I remember thinking something along those lines when friends (non-Asian friends) raved about Memoirs of a Geisha. I remember thinking that yes, the author did a lot of research and spent a lot of time talking to the right people, but something still bothered me about the book. With enough time and experience, I figured out what it was: I didn't like the book because I felt like it exoticized the subject material. It felt, to put it in crass terms, that the author was writing what a "white" audience wanted to hear about this exotic "other."

I'm also not sure where I'm going with this. I guess a lot of it was just thoughts I had about "ethnic" literature, and what it means when we classify books or works as "Asian-American." While most of the things we read were distinctly Asian-American in content or subject, there were some that were distinctly not what we might consider "canon" topics of discussion.
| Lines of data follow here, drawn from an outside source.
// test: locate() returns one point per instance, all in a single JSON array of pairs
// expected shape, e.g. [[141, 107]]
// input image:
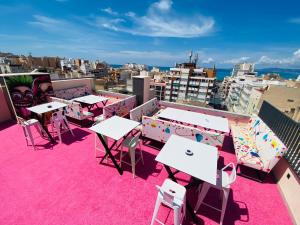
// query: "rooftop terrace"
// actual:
[[64, 184]]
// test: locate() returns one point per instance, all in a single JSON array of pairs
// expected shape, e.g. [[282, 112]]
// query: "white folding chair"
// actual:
[[27, 125], [60, 124], [224, 180], [172, 195], [131, 143]]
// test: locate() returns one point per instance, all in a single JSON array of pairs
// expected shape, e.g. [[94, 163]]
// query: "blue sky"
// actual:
[[159, 32]]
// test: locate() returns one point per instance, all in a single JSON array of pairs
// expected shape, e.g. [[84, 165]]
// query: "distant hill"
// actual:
[[221, 73]]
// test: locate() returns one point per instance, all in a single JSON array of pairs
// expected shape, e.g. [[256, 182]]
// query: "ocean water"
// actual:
[[221, 73]]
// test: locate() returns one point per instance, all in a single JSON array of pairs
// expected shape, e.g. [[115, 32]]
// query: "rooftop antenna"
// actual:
[[196, 58], [190, 56]]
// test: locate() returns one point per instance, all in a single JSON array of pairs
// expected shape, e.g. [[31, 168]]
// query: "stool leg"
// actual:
[[95, 146], [157, 204], [224, 203], [202, 194], [68, 126], [141, 152], [57, 128], [132, 158], [28, 130], [26, 135], [121, 155], [177, 216]]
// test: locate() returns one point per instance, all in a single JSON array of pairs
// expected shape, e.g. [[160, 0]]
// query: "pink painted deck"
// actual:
[[64, 184]]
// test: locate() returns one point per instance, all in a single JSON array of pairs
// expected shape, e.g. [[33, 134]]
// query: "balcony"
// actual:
[[65, 184]]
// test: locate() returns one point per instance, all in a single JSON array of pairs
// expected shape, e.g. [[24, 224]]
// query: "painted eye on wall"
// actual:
[[16, 96]]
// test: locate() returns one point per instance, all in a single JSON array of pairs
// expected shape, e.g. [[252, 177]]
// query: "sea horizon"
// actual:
[[285, 73]]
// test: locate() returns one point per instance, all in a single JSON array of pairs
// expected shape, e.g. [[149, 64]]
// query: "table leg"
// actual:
[[42, 122], [188, 205], [108, 152]]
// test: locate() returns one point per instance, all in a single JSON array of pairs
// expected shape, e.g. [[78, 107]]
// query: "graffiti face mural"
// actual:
[[42, 89], [21, 94], [28, 90]]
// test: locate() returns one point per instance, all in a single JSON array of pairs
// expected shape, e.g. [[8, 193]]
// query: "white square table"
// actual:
[[115, 128], [202, 164], [91, 100], [199, 119], [44, 108], [47, 107]]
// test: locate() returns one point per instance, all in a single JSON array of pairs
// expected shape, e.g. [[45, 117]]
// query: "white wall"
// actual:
[[70, 83], [289, 187]]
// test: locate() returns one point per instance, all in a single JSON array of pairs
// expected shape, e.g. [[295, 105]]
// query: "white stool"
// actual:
[[26, 125], [98, 119], [131, 143], [98, 145], [224, 180], [58, 121], [172, 195]]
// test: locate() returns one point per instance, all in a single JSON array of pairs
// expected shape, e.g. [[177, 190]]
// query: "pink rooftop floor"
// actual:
[[64, 184]]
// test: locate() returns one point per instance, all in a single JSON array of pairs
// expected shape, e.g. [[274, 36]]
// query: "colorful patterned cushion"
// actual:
[[257, 146]]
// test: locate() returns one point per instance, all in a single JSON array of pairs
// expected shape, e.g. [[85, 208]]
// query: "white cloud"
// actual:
[[48, 23], [236, 60], [109, 11], [295, 20], [163, 5], [297, 54], [130, 14], [160, 21], [292, 60], [208, 60]]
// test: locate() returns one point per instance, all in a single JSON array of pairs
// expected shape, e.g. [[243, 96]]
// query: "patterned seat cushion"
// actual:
[[256, 145]]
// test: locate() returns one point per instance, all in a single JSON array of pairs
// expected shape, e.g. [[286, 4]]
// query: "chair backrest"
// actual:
[[168, 196], [134, 141], [57, 116], [21, 121], [232, 175]]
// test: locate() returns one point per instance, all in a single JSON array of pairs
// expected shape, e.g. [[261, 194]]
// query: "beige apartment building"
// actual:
[[285, 98]]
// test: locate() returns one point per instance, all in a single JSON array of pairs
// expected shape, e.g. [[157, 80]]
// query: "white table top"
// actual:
[[47, 107], [90, 99], [115, 127], [202, 164], [199, 119]]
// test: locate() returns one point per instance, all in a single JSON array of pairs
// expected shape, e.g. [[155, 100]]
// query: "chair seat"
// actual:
[[126, 142], [222, 180], [99, 118], [31, 121], [139, 127], [178, 190], [87, 114], [246, 150]]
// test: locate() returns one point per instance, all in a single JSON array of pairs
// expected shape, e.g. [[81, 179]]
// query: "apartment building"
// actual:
[[159, 89], [189, 83], [241, 69]]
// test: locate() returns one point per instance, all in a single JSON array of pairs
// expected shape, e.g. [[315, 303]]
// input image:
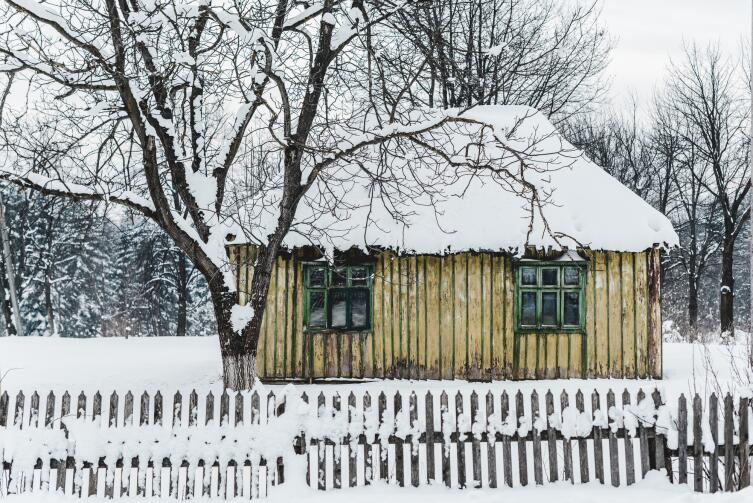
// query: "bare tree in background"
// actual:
[[705, 91], [246, 113], [542, 53]]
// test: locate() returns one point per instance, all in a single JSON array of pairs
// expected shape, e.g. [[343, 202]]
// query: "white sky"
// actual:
[[648, 33]]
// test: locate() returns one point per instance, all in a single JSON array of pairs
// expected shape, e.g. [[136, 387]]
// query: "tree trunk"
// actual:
[[726, 300], [182, 294]]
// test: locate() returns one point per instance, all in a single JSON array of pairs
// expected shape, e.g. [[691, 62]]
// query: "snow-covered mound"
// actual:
[[459, 207]]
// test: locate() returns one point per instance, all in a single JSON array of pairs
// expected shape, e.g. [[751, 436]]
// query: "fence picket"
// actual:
[[714, 456], [614, 467], [491, 447], [682, 440], [522, 454], [629, 453], [537, 469], [697, 446]]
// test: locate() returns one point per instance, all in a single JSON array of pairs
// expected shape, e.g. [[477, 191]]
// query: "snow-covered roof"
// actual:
[[581, 203]]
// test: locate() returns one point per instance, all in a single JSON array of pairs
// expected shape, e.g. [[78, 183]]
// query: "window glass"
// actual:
[[549, 309], [338, 308], [550, 277], [340, 276], [316, 309], [359, 308], [317, 276], [359, 276], [572, 308], [528, 308], [571, 276], [528, 276]]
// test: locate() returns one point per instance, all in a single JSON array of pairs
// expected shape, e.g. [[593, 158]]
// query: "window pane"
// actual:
[[340, 276], [549, 277], [316, 310], [571, 276], [359, 308], [359, 276], [528, 276], [572, 308], [317, 276], [338, 308], [528, 308], [549, 308]]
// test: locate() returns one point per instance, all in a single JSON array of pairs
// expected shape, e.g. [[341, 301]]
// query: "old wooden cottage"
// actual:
[[484, 299]]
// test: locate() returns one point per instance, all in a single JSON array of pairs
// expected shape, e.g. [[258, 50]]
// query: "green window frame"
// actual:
[[337, 298], [550, 296]]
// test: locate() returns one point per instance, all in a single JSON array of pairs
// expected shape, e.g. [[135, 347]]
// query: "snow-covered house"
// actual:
[[477, 286]]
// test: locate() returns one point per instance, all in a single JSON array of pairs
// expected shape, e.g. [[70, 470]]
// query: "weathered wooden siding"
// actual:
[[453, 317]]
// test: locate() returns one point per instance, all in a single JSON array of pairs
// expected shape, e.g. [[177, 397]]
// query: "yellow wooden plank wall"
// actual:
[[453, 317]]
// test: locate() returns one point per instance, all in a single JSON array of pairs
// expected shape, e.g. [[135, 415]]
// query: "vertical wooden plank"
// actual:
[[509, 320], [697, 446], [743, 451], [491, 450], [714, 455], [352, 443], [615, 314], [383, 466], [447, 327], [567, 446], [337, 458], [582, 444], [601, 315], [429, 422], [654, 314], [414, 442], [461, 440], [551, 435], [399, 455], [613, 452], [504, 413], [641, 315], [629, 456], [369, 449], [475, 310], [376, 341], [598, 437], [682, 441], [431, 310], [643, 438], [729, 443], [460, 277], [444, 412], [629, 361], [497, 349], [538, 473], [475, 443], [522, 454]]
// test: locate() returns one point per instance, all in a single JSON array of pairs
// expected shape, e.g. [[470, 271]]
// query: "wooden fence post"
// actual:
[[614, 467], [682, 440], [536, 434], [491, 441], [714, 455], [522, 454], [697, 445]]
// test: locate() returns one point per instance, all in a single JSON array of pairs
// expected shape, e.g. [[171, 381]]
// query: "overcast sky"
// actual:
[[648, 32]]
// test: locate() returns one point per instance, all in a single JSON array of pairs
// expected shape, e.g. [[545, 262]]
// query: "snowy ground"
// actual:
[[170, 363], [653, 489]]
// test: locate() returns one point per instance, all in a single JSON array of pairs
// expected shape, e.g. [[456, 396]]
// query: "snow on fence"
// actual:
[[463, 440]]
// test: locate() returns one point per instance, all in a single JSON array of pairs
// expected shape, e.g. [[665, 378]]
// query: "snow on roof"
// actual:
[[582, 204]]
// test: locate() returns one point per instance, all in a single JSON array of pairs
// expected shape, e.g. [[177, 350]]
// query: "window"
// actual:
[[550, 296], [337, 298]]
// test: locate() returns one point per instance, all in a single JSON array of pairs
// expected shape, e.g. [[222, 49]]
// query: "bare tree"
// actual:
[[705, 92], [248, 112]]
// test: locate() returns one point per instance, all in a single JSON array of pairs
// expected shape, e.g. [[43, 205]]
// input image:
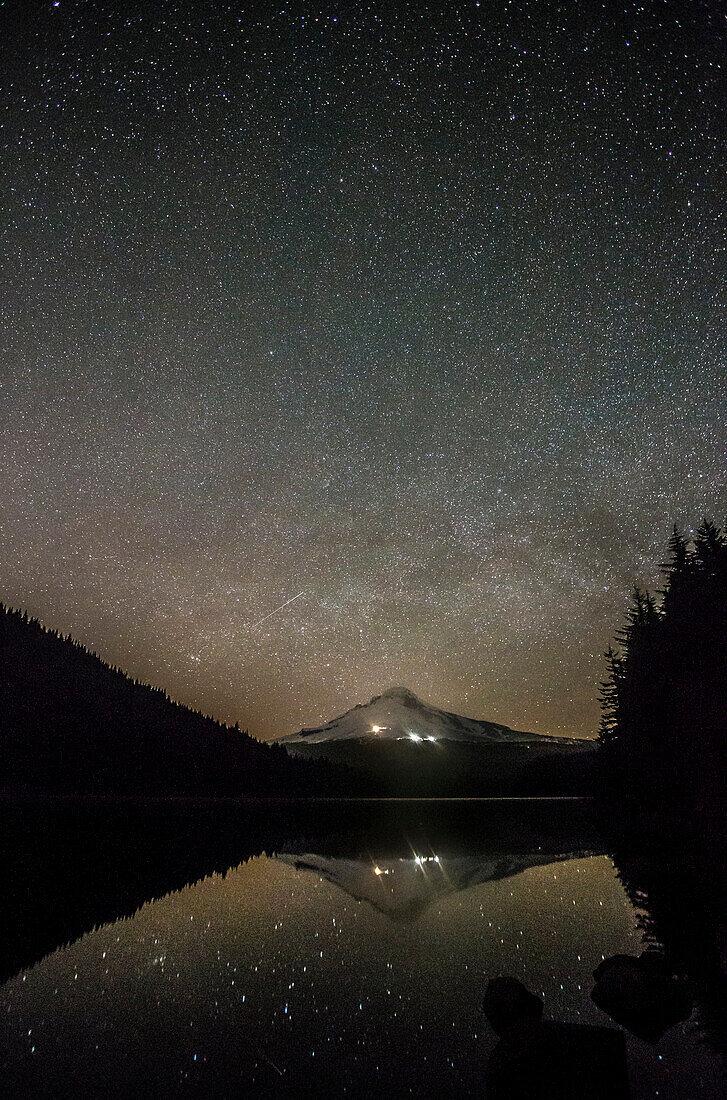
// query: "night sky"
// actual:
[[416, 309]]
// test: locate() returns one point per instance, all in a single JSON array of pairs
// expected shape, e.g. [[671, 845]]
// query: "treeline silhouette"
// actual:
[[72, 724], [663, 730]]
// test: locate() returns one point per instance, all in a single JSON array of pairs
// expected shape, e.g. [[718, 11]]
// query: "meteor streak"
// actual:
[[271, 614]]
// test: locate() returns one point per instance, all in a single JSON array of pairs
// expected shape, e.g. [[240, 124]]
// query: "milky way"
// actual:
[[416, 308]]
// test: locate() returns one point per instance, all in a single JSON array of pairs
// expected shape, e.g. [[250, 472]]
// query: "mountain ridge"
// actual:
[[398, 714]]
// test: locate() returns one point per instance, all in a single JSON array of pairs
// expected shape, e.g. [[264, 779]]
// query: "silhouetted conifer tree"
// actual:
[[663, 728]]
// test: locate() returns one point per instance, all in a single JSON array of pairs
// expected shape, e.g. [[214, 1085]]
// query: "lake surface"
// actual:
[[348, 955]]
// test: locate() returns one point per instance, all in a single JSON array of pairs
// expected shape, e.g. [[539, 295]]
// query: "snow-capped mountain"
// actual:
[[399, 715]]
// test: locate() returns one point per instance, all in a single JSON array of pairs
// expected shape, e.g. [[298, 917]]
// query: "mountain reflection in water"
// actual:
[[401, 889], [305, 967]]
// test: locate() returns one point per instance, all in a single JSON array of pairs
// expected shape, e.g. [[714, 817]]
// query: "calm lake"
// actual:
[[341, 948]]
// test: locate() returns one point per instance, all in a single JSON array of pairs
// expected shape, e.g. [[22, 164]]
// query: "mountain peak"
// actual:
[[398, 715], [401, 695]]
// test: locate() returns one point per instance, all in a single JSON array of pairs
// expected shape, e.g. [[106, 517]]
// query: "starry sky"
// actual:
[[417, 309]]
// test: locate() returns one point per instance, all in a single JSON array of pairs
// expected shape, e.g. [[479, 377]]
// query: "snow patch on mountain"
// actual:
[[398, 714]]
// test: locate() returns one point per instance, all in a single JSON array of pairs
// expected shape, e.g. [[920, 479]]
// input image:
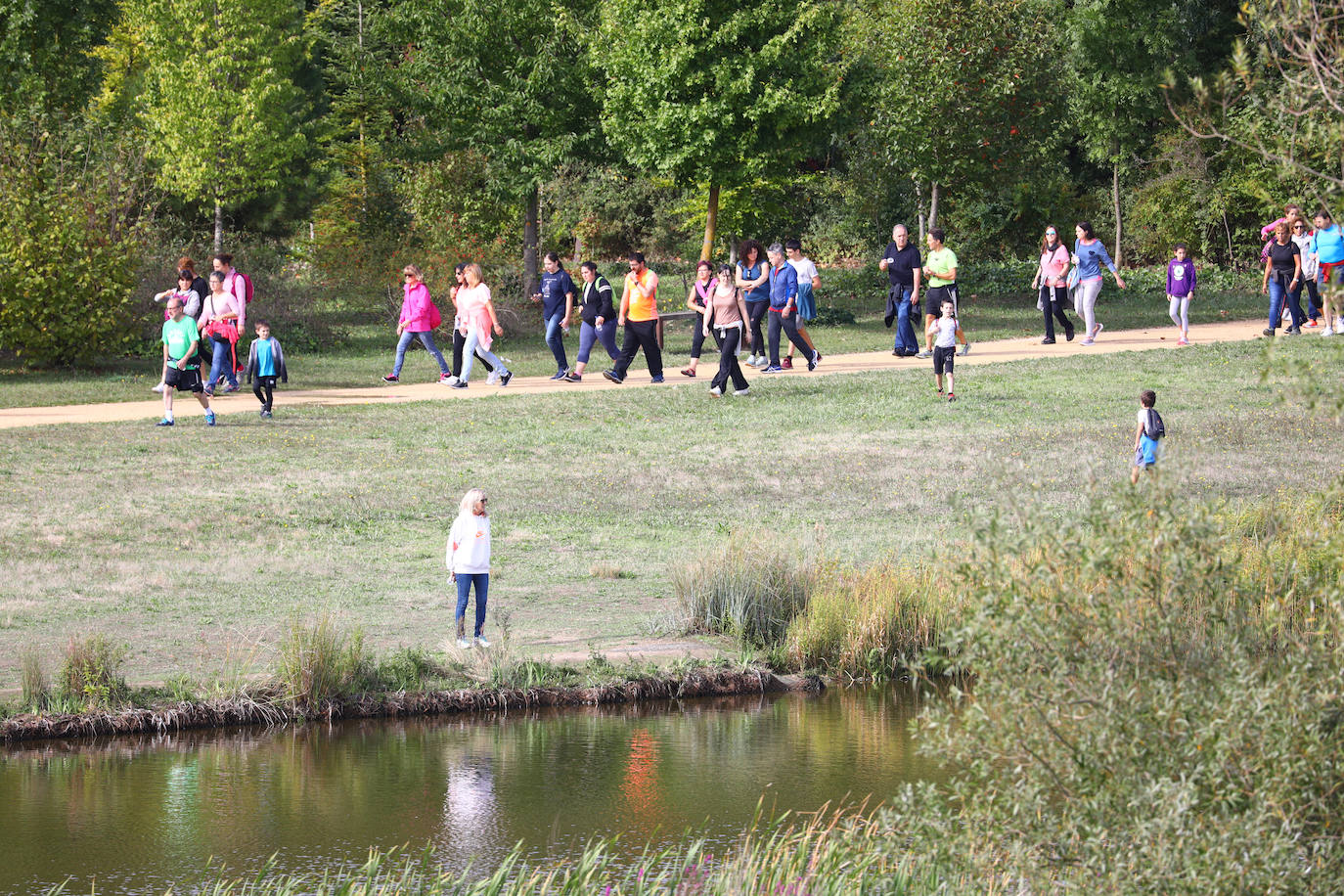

The poems I did my presentation on, for example, were not explicitly what most people would consider "Asian-American" literature, and I wanted to know what people thought about what that meant.

Your point about Snow Falling on Cedars is interesting, though. I'm not sure who else reading this has read it. I read it a long time ago, along with my grandmother, and after we'd read it we talked about it, and I talked about it with my parents. I can hardly remember the content of the book, but I do remember not liking it very much. I'm not sure why anymore, and I'd probably have to read it again. I think, though, that I was probably, to some extent, prejudiced against how the experience was being presented, because I knew the author was not Japanese-American.